Around graduation time every year, I like to read a classic book on personal development. My mom seems to have read them all, so I turn to her for suggestions: Dale Carnegie’s How to Win Friends and Influence People, Stephen Covey’s 7 Habits of Highly Effective People, etc.
This year, she passed me a very dog-eared and underlined copy of Viktor Frankl’s Man’s Search for Meaning (first released in 1947). Frankl, an Austrian psychiatrist, first tells of his struggle to find a reason to live while imprisoned in Auschwitz and other concentration camps. He then describes his pyschotherapy philosophy that grew out of this experience– logotherapy.

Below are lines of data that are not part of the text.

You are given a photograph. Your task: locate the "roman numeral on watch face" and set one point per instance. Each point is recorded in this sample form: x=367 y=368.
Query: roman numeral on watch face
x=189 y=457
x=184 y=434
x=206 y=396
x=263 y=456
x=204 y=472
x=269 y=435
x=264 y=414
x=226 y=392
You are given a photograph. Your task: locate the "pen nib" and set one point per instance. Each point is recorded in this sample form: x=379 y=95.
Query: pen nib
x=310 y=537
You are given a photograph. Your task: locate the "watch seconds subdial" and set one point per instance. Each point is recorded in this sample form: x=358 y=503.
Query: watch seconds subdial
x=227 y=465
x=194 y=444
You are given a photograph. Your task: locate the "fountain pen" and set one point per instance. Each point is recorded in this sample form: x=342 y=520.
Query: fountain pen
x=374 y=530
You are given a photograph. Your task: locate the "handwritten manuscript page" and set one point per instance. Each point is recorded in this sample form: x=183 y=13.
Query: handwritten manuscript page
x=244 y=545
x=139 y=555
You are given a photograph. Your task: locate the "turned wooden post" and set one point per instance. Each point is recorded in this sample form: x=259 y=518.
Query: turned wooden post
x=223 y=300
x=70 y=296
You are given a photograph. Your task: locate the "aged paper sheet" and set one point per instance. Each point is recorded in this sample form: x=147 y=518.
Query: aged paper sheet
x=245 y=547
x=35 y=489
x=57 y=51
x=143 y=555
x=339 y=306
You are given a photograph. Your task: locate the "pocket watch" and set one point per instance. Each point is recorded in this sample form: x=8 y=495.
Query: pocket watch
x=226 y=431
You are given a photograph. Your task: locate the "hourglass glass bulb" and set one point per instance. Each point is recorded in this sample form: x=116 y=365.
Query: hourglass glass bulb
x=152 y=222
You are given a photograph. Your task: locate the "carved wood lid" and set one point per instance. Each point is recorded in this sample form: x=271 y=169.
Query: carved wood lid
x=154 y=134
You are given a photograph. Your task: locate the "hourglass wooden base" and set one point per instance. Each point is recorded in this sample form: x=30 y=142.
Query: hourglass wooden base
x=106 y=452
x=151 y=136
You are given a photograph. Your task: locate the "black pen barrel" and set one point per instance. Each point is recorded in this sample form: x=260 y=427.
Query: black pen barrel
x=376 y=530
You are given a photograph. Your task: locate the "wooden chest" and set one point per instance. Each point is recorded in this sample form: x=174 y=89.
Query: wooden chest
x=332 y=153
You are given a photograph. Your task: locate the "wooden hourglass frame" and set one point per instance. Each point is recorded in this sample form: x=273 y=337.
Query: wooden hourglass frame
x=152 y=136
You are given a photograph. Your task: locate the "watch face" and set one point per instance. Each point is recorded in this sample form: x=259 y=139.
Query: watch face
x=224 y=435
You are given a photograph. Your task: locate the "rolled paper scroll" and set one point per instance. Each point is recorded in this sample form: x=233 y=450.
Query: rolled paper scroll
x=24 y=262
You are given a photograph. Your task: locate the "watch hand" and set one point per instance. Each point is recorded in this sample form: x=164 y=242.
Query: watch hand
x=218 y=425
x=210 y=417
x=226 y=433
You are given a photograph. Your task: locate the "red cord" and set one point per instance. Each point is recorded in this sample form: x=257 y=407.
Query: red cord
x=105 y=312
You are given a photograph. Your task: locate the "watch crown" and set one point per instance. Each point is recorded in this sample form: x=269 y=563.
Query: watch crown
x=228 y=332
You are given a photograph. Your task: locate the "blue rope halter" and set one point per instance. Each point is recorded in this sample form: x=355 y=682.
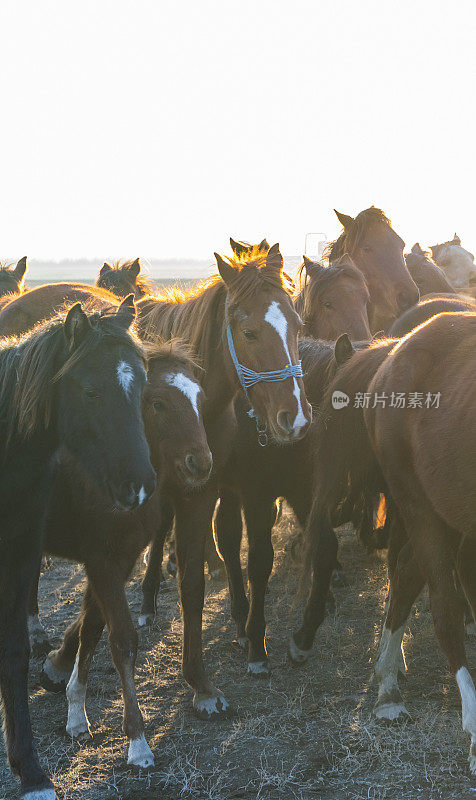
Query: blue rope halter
x=248 y=377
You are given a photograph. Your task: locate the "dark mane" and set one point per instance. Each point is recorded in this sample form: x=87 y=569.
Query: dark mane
x=197 y=315
x=305 y=302
x=346 y=243
x=31 y=366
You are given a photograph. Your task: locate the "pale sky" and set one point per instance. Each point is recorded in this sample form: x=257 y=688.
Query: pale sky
x=159 y=128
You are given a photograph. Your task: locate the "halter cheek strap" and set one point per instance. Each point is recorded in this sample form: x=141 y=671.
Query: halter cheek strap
x=248 y=377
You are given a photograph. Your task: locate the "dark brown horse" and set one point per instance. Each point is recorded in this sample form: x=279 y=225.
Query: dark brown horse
x=333 y=300
x=21 y=314
x=252 y=298
x=377 y=251
x=123 y=278
x=11 y=280
x=428 y=307
x=427 y=454
x=82 y=528
x=428 y=276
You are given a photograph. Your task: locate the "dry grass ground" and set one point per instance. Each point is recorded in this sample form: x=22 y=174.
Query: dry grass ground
x=305 y=733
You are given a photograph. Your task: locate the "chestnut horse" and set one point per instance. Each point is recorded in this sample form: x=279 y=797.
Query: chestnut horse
x=11 y=280
x=428 y=276
x=123 y=278
x=247 y=312
x=377 y=251
x=256 y=476
x=82 y=528
x=427 y=456
x=65 y=391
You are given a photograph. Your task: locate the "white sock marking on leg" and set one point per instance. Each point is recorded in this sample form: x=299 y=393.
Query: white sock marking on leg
x=76 y=696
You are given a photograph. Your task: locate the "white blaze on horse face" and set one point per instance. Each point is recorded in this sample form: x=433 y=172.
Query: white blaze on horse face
x=275 y=317
x=125 y=376
x=191 y=389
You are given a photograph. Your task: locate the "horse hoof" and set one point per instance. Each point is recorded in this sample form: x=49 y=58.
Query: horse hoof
x=391 y=712
x=296 y=655
x=39 y=794
x=145 y=619
x=259 y=669
x=208 y=708
x=52 y=679
x=140 y=754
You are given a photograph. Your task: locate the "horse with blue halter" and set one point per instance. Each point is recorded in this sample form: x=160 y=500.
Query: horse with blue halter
x=66 y=389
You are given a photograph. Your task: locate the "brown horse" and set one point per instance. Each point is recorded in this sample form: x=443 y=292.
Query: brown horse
x=427 y=456
x=428 y=276
x=428 y=307
x=22 y=313
x=123 y=278
x=11 y=280
x=256 y=476
x=251 y=298
x=377 y=251
x=333 y=300
x=81 y=528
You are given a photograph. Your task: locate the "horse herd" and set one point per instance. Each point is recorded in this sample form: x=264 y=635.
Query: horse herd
x=124 y=412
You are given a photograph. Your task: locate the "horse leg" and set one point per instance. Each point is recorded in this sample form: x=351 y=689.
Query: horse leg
x=260 y=515
x=39 y=643
x=108 y=582
x=323 y=561
x=16 y=576
x=192 y=522
x=466 y=566
x=228 y=532
x=59 y=664
x=153 y=574
x=91 y=628
x=406 y=583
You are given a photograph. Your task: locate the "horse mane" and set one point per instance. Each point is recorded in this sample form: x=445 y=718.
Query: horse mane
x=347 y=242
x=305 y=301
x=196 y=315
x=32 y=365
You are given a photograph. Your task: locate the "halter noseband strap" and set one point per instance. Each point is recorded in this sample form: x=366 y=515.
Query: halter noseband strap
x=248 y=377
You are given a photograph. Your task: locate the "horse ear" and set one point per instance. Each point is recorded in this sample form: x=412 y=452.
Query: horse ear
x=104 y=270
x=134 y=269
x=76 y=326
x=312 y=268
x=126 y=313
x=274 y=259
x=227 y=271
x=238 y=247
x=344 y=219
x=20 y=269
x=343 y=349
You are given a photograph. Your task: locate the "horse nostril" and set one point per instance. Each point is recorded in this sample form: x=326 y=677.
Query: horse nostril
x=285 y=422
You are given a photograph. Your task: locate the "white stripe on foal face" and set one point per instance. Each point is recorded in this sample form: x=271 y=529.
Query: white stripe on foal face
x=125 y=376
x=191 y=389
x=275 y=317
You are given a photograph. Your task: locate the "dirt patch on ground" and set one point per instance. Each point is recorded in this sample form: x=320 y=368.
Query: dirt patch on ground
x=304 y=733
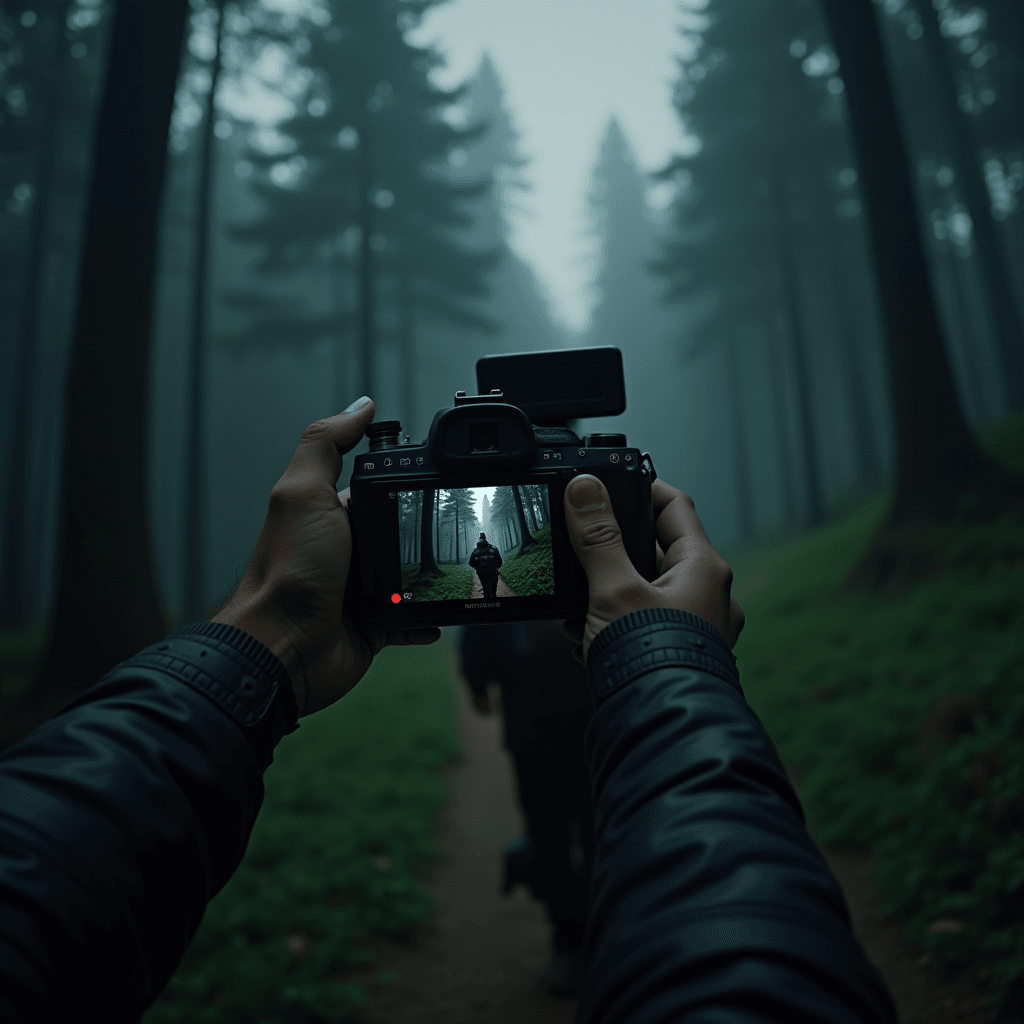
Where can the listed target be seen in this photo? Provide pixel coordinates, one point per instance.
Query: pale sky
(567, 66)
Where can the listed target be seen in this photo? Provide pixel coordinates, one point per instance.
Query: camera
(469, 525)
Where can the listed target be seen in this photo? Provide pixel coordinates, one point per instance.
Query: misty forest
(439, 528)
(222, 220)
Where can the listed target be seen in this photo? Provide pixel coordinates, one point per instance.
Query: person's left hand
(291, 597)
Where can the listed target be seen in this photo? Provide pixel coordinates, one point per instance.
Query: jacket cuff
(651, 639)
(237, 673)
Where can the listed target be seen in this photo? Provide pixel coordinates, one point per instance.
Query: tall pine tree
(364, 182)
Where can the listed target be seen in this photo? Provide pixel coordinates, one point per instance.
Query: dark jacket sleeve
(124, 814)
(710, 901)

Logotherapy, in contrast to many of the psychological methods of the time, is future oriented. Unlike Freud and his contemporaries, who looked at one’s past as the source of pyschological issues, Frankl argues that lack of meaning produces psychological tensions. The mechanized era that produced an abundance of leisure time often leaves people lacking meaning in their daily existence.
Drawing from examples from the concentration camps and as therapist in the suicidal wing of a mental hospital, Frankl motivates his patients and readers to find purpose, even in desperate situations. This, he says, restores human dignity and leads to ultimate fulfillment.
It’s the perfect little book for graduates who are in the process of discovering their calling in life.